Hessian. The Hessian 2.0 specification at caucho.com/resin-3.1/doc/hessian-serialization.xtp (Caucho's historical site; mirrored elsewhere). The Apache Dubbo documentation covers the modern deployment context.

Secondary sources and analyses

Several secondary sources are worth knowing about as context for the formats covered:

Designing Data-Intensive Applications by Martin Kleppmann (2017) includes a serialization-format chapter that complements this book's coverage; Kleppmann's framing is more concise and less opinionated than this book's.

The Dremel paper (Melnik et al., 2010, "Dremel: Interactive Analysis of Web-Scale Datasets") is the foundational paper for columnar nested-data encoding and is essential for understanding Parquet, Arrow, and ORC.

The Avro specification itself is unusually well-written for a specification document and is recommended reading even if you do not use Avro.

The Cap'n Proto encoding documentation is similarly well- written and conveys the design rationale better than most format specs.

The blog posts at wesmckinney.com cover the rationale for Arrow and the history of pandas, which is essential context for the analytical-data-format space.

The book RFC 8949 in 100 Pages (a community resource, not an official IETF publication) is a more accessible introduction to CBOR than the RFC itself.

Adjacent material

Several adjacent topics deserve mention:

Compression codecs. Most binary serialization deployments use compression on top. The standard references are: zstandard's documentation at facebook.github.io/zstd, Snappy's at google.github.io/snappy, gzip's RFC 1952. Yann Collet's blog covers the algorithmic side.

Cryptographic protocols. TLS, X.509, COSE, JOSE. The RFCs are authoritative; for accessible introductions, the IETF informational RFCs (8446 for TLS 1.3) are well-written.

Database storage formats. RocksDB's SST file format, LevelDB's table format, MongoDB's WiredTiger format, PostgreSQL's heap format. These are not covered in this book but use design techniques (LSM-tree variants, B+-tree variants) that intersect with serialization-format design.

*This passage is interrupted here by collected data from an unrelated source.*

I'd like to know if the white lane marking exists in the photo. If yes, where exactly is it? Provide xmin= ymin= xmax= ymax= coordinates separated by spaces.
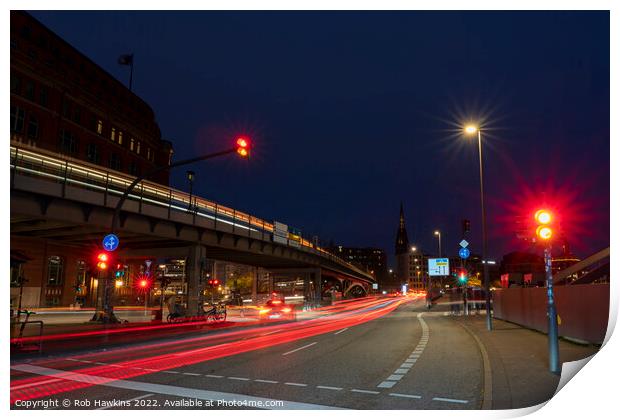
xmin=433 ymin=397 xmax=469 ymax=404
xmin=377 ymin=312 xmax=429 ymax=390
xmin=317 ymin=385 xmax=343 ymax=391
xmin=163 ymin=371 xmax=180 ymax=374
xmin=11 ymin=364 xmax=342 ymax=410
xmin=334 ymin=328 xmax=348 ymax=335
xmin=261 ymin=329 xmax=283 ymax=336
xmin=96 ymin=393 xmax=154 ymax=410
xmin=205 ymin=374 xmax=223 ymax=378
xmin=254 ymin=379 xmax=279 ymax=384
xmin=93 ymin=362 xmax=107 ymax=365
xmin=351 ymin=389 xmax=380 ymax=395
xmin=282 ymin=341 xmax=317 ymax=356
xmin=66 ymin=358 xmax=82 ymax=362
xmin=183 ymin=372 xmax=201 ymax=376
xmin=389 ymin=393 xmax=422 ymax=399
xmin=284 ymin=382 xmax=307 ymax=387
xmin=10 ymin=377 xmax=62 ymax=391
xmin=228 ymin=376 xmax=250 ymax=381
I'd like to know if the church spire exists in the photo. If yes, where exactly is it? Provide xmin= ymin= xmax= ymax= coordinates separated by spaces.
xmin=395 ymin=202 xmax=410 ymax=255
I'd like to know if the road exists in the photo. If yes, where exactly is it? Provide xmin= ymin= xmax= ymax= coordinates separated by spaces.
xmin=11 ymin=296 xmax=486 ymax=409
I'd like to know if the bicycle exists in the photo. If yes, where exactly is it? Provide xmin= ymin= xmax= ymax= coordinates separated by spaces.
xmin=204 ymin=303 xmax=227 ymax=322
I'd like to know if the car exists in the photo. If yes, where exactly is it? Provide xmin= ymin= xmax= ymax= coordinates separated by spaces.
xmin=258 ymin=298 xmax=296 ymax=320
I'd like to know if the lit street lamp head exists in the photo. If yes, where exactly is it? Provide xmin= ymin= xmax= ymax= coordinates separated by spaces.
xmin=465 ymin=125 xmax=478 ymax=135
xmin=434 ymin=230 xmax=440 ymax=236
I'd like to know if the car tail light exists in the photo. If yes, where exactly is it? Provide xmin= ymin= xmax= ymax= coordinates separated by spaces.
xmin=282 ymin=307 xmax=292 ymax=313
xmin=259 ymin=308 xmax=271 ymax=315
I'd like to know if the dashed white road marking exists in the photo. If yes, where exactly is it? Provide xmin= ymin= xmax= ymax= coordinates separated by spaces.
xmin=183 ymin=372 xmax=201 ymax=376
xmin=282 ymin=341 xmax=317 ymax=356
xmin=96 ymin=393 xmax=154 ymax=410
xmin=261 ymin=329 xmax=283 ymax=336
xmin=284 ymin=382 xmax=307 ymax=387
xmin=163 ymin=371 xmax=180 ymax=374
xmin=433 ymin=397 xmax=469 ymax=404
xmin=334 ymin=328 xmax=348 ymax=335
xmin=254 ymin=379 xmax=279 ymax=384
xmin=389 ymin=393 xmax=422 ymax=399
xmin=317 ymin=385 xmax=343 ymax=391
xmin=351 ymin=389 xmax=380 ymax=395
xmin=205 ymin=374 xmax=223 ymax=378
xmin=11 ymin=364 xmax=340 ymax=410
xmin=228 ymin=376 xmax=250 ymax=381
xmin=377 ymin=312 xmax=429 ymax=390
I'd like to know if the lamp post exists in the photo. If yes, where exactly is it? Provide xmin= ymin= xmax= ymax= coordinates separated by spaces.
xmin=433 ymin=231 xmax=441 ymax=257
xmin=186 ymin=170 xmax=195 ymax=212
xmin=465 ymin=125 xmax=492 ymax=331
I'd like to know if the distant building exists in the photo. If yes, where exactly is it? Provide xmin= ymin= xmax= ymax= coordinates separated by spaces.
xmin=327 ymin=246 xmax=389 ymax=287
xmin=395 ymin=203 xmax=410 ymax=288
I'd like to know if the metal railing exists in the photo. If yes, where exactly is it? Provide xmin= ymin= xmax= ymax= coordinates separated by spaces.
xmin=10 ymin=144 xmax=371 ymax=279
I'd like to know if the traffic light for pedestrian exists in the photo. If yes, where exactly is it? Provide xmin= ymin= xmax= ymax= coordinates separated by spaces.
xmin=236 ymin=137 xmax=250 ymax=158
xmin=535 ymin=209 xmax=553 ymax=241
xmin=114 ymin=263 xmax=124 ymax=278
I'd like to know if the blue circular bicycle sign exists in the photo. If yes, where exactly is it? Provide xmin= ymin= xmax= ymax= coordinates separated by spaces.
xmin=102 ymin=233 xmax=120 ymax=252
xmin=459 ymin=247 xmax=470 ymax=259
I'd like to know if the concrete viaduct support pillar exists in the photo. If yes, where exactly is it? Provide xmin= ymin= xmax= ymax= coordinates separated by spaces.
xmin=186 ymin=245 xmax=206 ymax=317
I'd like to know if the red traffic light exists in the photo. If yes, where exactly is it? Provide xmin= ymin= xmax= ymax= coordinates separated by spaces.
xmin=236 ymin=137 xmax=250 ymax=158
xmin=534 ymin=208 xmax=553 ymax=240
xmin=96 ymin=252 xmax=109 ymax=269
xmin=138 ymin=278 xmax=149 ymax=288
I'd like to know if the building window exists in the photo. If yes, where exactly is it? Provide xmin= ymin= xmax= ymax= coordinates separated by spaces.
xmin=25 ymin=81 xmax=35 ymax=100
xmin=110 ymin=127 xmax=116 ymax=141
xmin=47 ymin=256 xmax=64 ymax=286
xmin=168 ymin=150 xmax=173 ymax=165
xmin=136 ymin=141 xmax=141 ymax=155
xmin=62 ymin=100 xmax=70 ymax=118
xmin=59 ymin=129 xmax=79 ymax=156
xmin=109 ymin=153 xmax=122 ymax=171
xmin=97 ymin=119 xmax=103 ymax=134
xmin=10 ymin=105 xmax=25 ymax=133
xmin=118 ymin=131 xmax=123 ymax=145
xmin=128 ymin=161 xmax=139 ymax=176
xmin=39 ymin=86 xmax=48 ymax=107
xmin=73 ymin=107 xmax=81 ymax=124
xmin=86 ymin=143 xmax=101 ymax=165
xmin=130 ymin=138 xmax=135 ymax=151
xmin=147 ymin=147 xmax=151 ymax=161
xmin=10 ymin=74 xmax=21 ymax=94
xmin=27 ymin=116 xmax=39 ymax=139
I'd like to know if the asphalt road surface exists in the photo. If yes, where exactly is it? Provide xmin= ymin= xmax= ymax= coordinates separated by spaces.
xmin=11 ymin=296 xmax=486 ymax=410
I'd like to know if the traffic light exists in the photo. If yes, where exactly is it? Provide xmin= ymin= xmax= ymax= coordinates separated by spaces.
xmin=535 ymin=208 xmax=553 ymax=241
xmin=96 ymin=252 xmax=109 ymax=270
xmin=236 ymin=137 xmax=250 ymax=158
xmin=462 ymin=219 xmax=471 ymax=234
xmin=457 ymin=269 xmax=468 ymax=284
xmin=114 ymin=263 xmax=125 ymax=278
xmin=137 ymin=277 xmax=150 ymax=289
xmin=208 ymin=279 xmax=220 ymax=288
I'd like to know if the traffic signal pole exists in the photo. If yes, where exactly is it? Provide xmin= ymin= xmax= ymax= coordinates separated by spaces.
xmin=544 ymin=246 xmax=561 ymax=374
xmin=93 ymin=144 xmax=246 ymax=323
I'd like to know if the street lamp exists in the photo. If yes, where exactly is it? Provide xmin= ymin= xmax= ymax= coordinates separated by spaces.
xmin=464 ymin=125 xmax=492 ymax=331
xmin=411 ymin=246 xmax=417 ymax=253
xmin=186 ymin=170 xmax=195 ymax=212
xmin=434 ymin=231 xmax=441 ymax=257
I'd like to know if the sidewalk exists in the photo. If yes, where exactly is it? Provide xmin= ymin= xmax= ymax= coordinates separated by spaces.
xmin=452 ymin=314 xmax=600 ymax=409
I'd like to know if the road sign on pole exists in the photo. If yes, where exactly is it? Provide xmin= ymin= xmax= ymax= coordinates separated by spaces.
xmin=459 ymin=239 xmax=469 ymax=248
xmin=459 ymin=247 xmax=470 ymax=259
xmin=102 ymin=233 xmax=119 ymax=252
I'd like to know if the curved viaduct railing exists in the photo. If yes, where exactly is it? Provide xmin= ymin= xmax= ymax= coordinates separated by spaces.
xmin=10 ymin=144 xmax=373 ymax=282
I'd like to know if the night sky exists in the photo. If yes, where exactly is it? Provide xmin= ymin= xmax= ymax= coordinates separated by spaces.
xmin=29 ymin=11 xmax=610 ymax=265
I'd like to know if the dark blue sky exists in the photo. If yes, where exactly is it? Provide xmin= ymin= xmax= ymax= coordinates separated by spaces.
xmin=30 ymin=11 xmax=610 ymax=264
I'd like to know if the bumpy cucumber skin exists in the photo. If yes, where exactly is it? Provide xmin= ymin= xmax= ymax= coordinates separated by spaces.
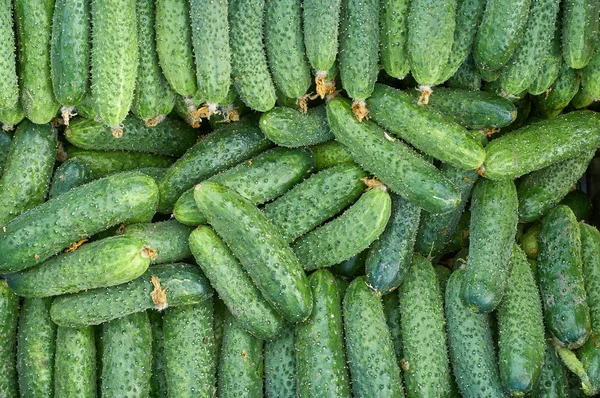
xmin=574 ymin=51 xmax=600 ymax=108
xmin=367 ymin=84 xmax=486 ymax=170
xmin=50 ymin=0 xmax=90 ymax=107
xmin=447 ymin=55 xmax=482 ymax=91
xmin=399 ymin=255 xmax=453 ymax=397
xmin=562 ymin=0 xmax=600 ymax=69
xmin=148 ymin=310 xmax=168 ymax=398
xmin=534 ymin=62 xmax=581 ymax=118
xmin=0 ymin=121 xmax=56 ymax=226
xmin=382 ymin=291 xmax=403 ymax=367
xmin=229 ymin=0 xmax=276 ymax=111
xmin=531 ymin=341 xmax=569 ymax=398
xmin=163 ymin=300 xmax=216 ymax=398
xmin=479 ymin=66 xmax=501 ymax=82
xmin=67 ymin=148 xmax=175 ymax=177
xmin=0 ymin=0 xmax=18 ymax=109
xmin=380 ymin=0 xmax=410 ymax=79
xmin=90 ymin=0 xmax=138 ymax=128
xmin=265 ymin=324 xmax=295 ymax=398
xmin=517 ymin=149 xmax=596 ymax=222
xmin=365 ymin=193 xmax=420 ymax=294
xmin=17 ymin=298 xmax=57 ymax=398
xmin=190 ymin=0 xmax=230 ymax=104
xmin=54 ymin=326 xmax=96 ymax=397
xmin=309 ymin=141 xmax=354 ymax=171
xmin=343 ymin=277 xmax=404 ymax=398
xmin=327 ymin=96 xmax=460 ymax=214
xmin=50 ymin=263 xmax=213 ymax=327
xmin=0 ymin=102 xmax=25 ymax=128
xmin=483 ymin=110 xmax=600 ymax=180
xmin=0 ymin=281 xmax=19 ymax=398
xmin=520 ymin=223 xmax=541 ymax=259
xmin=157 ymin=120 xmax=272 ymax=213
xmin=303 ymin=0 xmax=340 ymax=72
xmin=538 ymin=206 xmax=591 ymax=348
xmin=528 ymin=21 xmax=562 ymax=96
xmin=260 ymin=105 xmax=333 ymax=148
xmin=0 ymin=132 xmax=11 ymax=177
xmin=123 ymin=220 xmax=193 ymax=265
xmin=293 ymin=188 xmax=391 ymax=271
xmin=407 ymin=0 xmax=457 ymax=85
xmin=462 ymin=178 xmax=518 ymax=313
xmin=338 ymin=0 xmax=379 ymax=102
xmin=195 ymin=181 xmax=312 ymax=323
xmin=331 ymin=250 xmax=367 ymax=278
xmin=296 ymin=270 xmax=351 ymax=398
xmin=189 ymin=226 xmax=284 ymax=340
xmin=49 ymin=158 xmax=93 ymax=199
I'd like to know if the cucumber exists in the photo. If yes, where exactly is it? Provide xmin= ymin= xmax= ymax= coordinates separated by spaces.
xmin=533 ymin=62 xmax=581 ymax=118
xmin=517 ymin=149 xmax=596 ymax=222
xmin=382 ymin=291 xmax=403 ymax=366
xmin=434 ymin=265 xmax=452 ymax=298
xmin=366 ymin=84 xmax=486 ymax=170
xmin=342 ymin=276 xmax=404 ymax=397
xmin=561 ymin=190 xmax=593 ymax=222
xmin=528 ymin=20 xmax=562 ymax=96
xmin=398 ymin=254 xmax=453 ymax=397
xmin=135 ymin=167 xmax=168 ymax=185
xmin=479 ymin=66 xmax=501 ymax=82
xmin=562 ymin=0 xmax=600 ymax=69
xmin=365 ymin=193 xmax=421 ymax=294
xmin=54 ymin=326 xmax=96 ymax=397
xmin=520 ymin=223 xmax=542 ymax=259
xmin=264 ymin=324 xmax=295 ymax=398
xmin=309 ymin=141 xmax=354 ymax=171
xmin=229 ymin=0 xmax=276 ymax=112
xmin=49 ymin=158 xmax=93 ymax=199
xmin=447 ymin=55 xmax=482 ymax=91
xmin=218 ymin=311 xmax=264 ymax=398
xmin=148 ymin=310 xmax=168 ymax=398
xmin=0 ymin=102 xmax=25 ymax=130
xmin=538 ymin=205 xmax=591 ymax=348
xmin=17 ymin=298 xmax=56 ymax=398
xmin=0 ymin=121 xmax=56 ymax=226
xmin=531 ymin=340 xmax=570 ymax=398
xmin=0 ymin=281 xmax=18 ymax=398
xmin=157 ymin=119 xmax=272 ymax=213
xmin=75 ymin=90 xmax=97 ymax=120
xmin=174 ymin=147 xmax=314 ymax=226
xmin=473 ymin=0 xmax=531 ymax=72
xmin=163 ymin=300 xmax=216 ymax=398
xmin=194 ymin=181 xmax=312 ymax=322
xmin=189 ymin=226 xmax=284 ymax=340
xmin=101 ymin=311 xmax=151 ymax=398
xmin=554 ymin=344 xmax=594 ymax=395
xmin=379 ymin=0 xmax=410 ymax=79
xmin=331 ymin=250 xmax=367 ymax=278
xmin=327 ymin=96 xmax=461 ymax=214
xmin=260 ymin=105 xmax=333 ymax=148
xmin=572 ymin=82 xmax=596 ymax=109
xmin=67 ymin=148 xmax=175 ymax=177
xmin=0 ymin=0 xmax=18 ymax=109
xmin=303 ymin=0 xmax=341 ymax=74
xmin=482 ymin=110 xmax=600 ymax=180
xmin=296 ymin=270 xmax=351 ymax=398
xmin=332 ymin=274 xmax=351 ymax=297
xmin=572 ymin=51 xmax=600 ymax=109
xmin=123 ymin=220 xmax=193 ymax=265
xmin=0 ymin=133 xmax=10 ymax=176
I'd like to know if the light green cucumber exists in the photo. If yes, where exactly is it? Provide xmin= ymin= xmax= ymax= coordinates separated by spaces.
xmin=562 ymin=0 xmax=600 ymax=69
xmin=123 ymin=220 xmax=193 ymax=265
xmin=303 ymin=0 xmax=341 ymax=74
xmin=148 ymin=310 xmax=167 ymax=398
xmin=54 ymin=326 xmax=97 ymax=398
xmin=264 ymin=324 xmax=295 ymax=398
xmin=447 ymin=55 xmax=482 ymax=91
xmin=534 ymin=61 xmax=581 ymax=118
xmin=0 ymin=281 xmax=18 ymax=397
xmin=67 ymin=147 xmax=175 ymax=177
xmin=49 ymin=158 xmax=93 ymax=199
xmin=309 ymin=140 xmax=354 ymax=171
xmin=74 ymin=90 xmax=97 ymax=120
xmin=0 ymin=102 xmax=25 ymax=130
xmin=520 ymin=223 xmax=541 ymax=259
xmin=554 ymin=344 xmax=594 ymax=396
xmin=259 ymin=105 xmax=333 ymax=147
xmin=0 ymin=0 xmax=18 ymax=109
xmin=528 ymin=20 xmax=562 ymax=96
xmin=380 ymin=0 xmax=410 ymax=79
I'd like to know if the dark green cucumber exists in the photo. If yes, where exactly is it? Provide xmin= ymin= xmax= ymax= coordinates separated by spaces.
xmin=50 ymin=263 xmax=213 ymax=327
xmin=571 ymin=82 xmax=596 ymax=109
xmin=434 ymin=265 xmax=452 ymax=298
xmin=367 ymin=84 xmax=486 ymax=170
xmin=0 ymin=121 xmax=56 ymax=226
xmin=564 ymin=191 xmax=593 ymax=222
xmin=343 ymin=276 xmax=404 ymax=397
xmin=538 ymin=206 xmax=591 ymax=348
xmin=260 ymin=105 xmax=333 ymax=148
xmin=0 ymin=281 xmax=18 ymax=397
xmin=135 ymin=167 xmax=168 ymax=185
xmin=0 ymin=0 xmax=18 ymax=109
xmin=380 ymin=0 xmax=410 ymax=79
xmin=533 ymin=62 xmax=581 ymax=118
xmin=0 ymin=102 xmax=24 ymax=131
xmin=264 ymin=324 xmax=295 ymax=398
xmin=213 ymin=298 xmax=227 ymax=379
xmin=482 ymin=110 xmax=600 ymax=180
xmin=331 ymin=250 xmax=367 ymax=278
xmin=163 ymin=300 xmax=216 ymax=398
xmin=54 ymin=326 xmax=96 ymax=397
xmin=101 ymin=311 xmax=151 ymax=398
xmin=0 ymin=132 xmax=10 ymax=177
xmin=573 ymin=51 xmax=600 ymax=109
xmin=67 ymin=147 xmax=175 ymax=177
xmin=520 ymin=223 xmax=541 ymax=259
xmin=123 ymin=220 xmax=193 ymax=265
xmin=148 ymin=310 xmax=167 ymax=398
xmin=531 ymin=340 xmax=570 ymax=398
xmin=17 ymin=298 xmax=57 ymax=398
xmin=195 ymin=181 xmax=312 ymax=322
xmin=447 ymin=55 xmax=482 ymax=91
xmin=382 ymin=291 xmax=403 ymax=366
xmin=479 ymin=66 xmax=501 ymax=82
xmin=517 ymin=149 xmax=596 ymax=222
xmin=157 ymin=119 xmax=272 ymax=213
xmin=309 ymin=141 xmax=354 ymax=171
xmin=49 ymin=158 xmax=93 ymax=199
xmin=296 ymin=270 xmax=351 ymax=398
xmin=189 ymin=226 xmax=284 ymax=340
xmin=562 ymin=0 xmax=600 ymax=69
xmin=528 ymin=20 xmax=562 ymax=96
xmin=303 ymin=0 xmax=341 ymax=73
xmin=365 ymin=193 xmax=420 ymax=294
xmin=74 ymin=90 xmax=97 ymax=120
xmin=327 ymin=96 xmax=460 ymax=214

Distributed log formats. Kafka's log format, AWS Kinesis's record format. These wrap the formats covered in this book in their own framing layers.

Schema languages. JSON Schema, OpenAPI, GraphQL SDL. These are not binary serialization formats but cover schema-evolution ground that overlaps with the formats in this book.

A note on what this book is not

The book has been deliberately scoped to binary serialization formats. JSON, XML, YAML, TOML, CSV, MIME-type-encoded protocols, and other text formats are mostly out of scope, with mentions where they intersect (Protobuf's JSON encoding, Avro's JSON encoding, BSON's Extended JSON). A full survey of text formats would be a different book.

The book has also been scoped to single-record-and-stream formats. Database storage formats (LSM trees, B-trees, columnar storage layers underneath query engines), filesystem formats (ZFS, Btrfs, ext4 inode structures), and networking-protocol framing (TCP segments, IP packets, HTTP/2 frames) are all outside scope. They are interesting; they are not what this book covered.

A closing pointer

If you encounter a format not covered here, the most useful exercise is the one chapter 2 introduced: take the format's specification and locate, within an hour, where it sits on the seven axes. The exercise will tell you what kind of format it is, what trade-offs it makes, and where in this book's conceptual landscape it belongs. That is the skill the book has tried to teach. The formats themselves come and go; the skill is durable.